The wider the base width of a patient’s parenchyma, the longer the nipple-to-inframammary fold measurement for optimal aesthetics. Stated another way, the optimal position of the inframammary fold depends on the width of the breast. If the breast is excessively wide compared to the nipple-to-fold measurement, the breast appears boxy. If nipple-to-fold distance is too great compared to the width of the breast, the breast appears narrow, tubular, or ptotic. When increasing the width of the breast during augmentation, the optimal level to set the inframammary fold intraoperatively depends on the planned base width of the postoperative breast.
Two Basic Approaches to Breast Augmentation
No system is without tradeoffs.
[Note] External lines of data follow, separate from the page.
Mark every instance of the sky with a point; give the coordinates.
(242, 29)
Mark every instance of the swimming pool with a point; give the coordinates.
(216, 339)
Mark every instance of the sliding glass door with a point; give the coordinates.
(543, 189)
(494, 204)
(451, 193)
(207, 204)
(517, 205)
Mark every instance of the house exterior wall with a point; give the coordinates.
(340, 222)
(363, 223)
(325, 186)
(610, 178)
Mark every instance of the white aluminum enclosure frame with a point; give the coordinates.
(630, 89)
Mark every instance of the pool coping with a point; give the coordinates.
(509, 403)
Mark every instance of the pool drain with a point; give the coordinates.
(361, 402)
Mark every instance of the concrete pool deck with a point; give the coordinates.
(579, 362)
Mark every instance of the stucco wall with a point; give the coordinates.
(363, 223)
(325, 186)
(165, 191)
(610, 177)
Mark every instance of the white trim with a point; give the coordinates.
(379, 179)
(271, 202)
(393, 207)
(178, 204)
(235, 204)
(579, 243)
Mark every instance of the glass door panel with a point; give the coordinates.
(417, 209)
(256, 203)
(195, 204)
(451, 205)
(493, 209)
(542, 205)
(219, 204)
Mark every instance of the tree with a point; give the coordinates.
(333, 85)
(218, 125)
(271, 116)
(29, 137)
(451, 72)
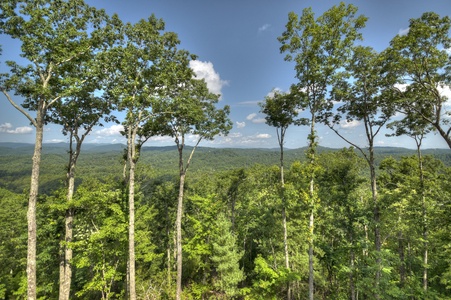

Even with a system that allows tissue dimensions and stretch to define volume requirements, some wide, parous breasts with minimal to moderate parenchyma require very large implants in order to adequately fill the envelope for an optimal aesthetic result. In these cases, patients must be aware that the amount of volume required for an optimal result may add enough weight to cause negative consequences to their tissues over time such as tissue stretch and thinning, parenchymal atrophy, visible or palpable implant edges, visible traction rippling, and ptosis. Some of those tissue consequences may be irreversible.
Tissue Coverage Priorities and Measurements
The system should set a quantified criterion to suggest additional muscle coverage (e.g. STPTUP < 2 cm) by placing the implant in either a traditional partial retropectoral or a dual plane (dividing origins of pectoralis along the inframammary fold) position. The system should also set a quantified criterion that suggests preserving muscle origins of the pectoralis intact along the inframammary fold when patient tissues along the fold are exceedingly thin (e.g. STPTIMF < 0.5 cm), choosing a traditional subpectoral pocket instead of a dual plane pocket that divides pectoralis origins along the inframammary fold.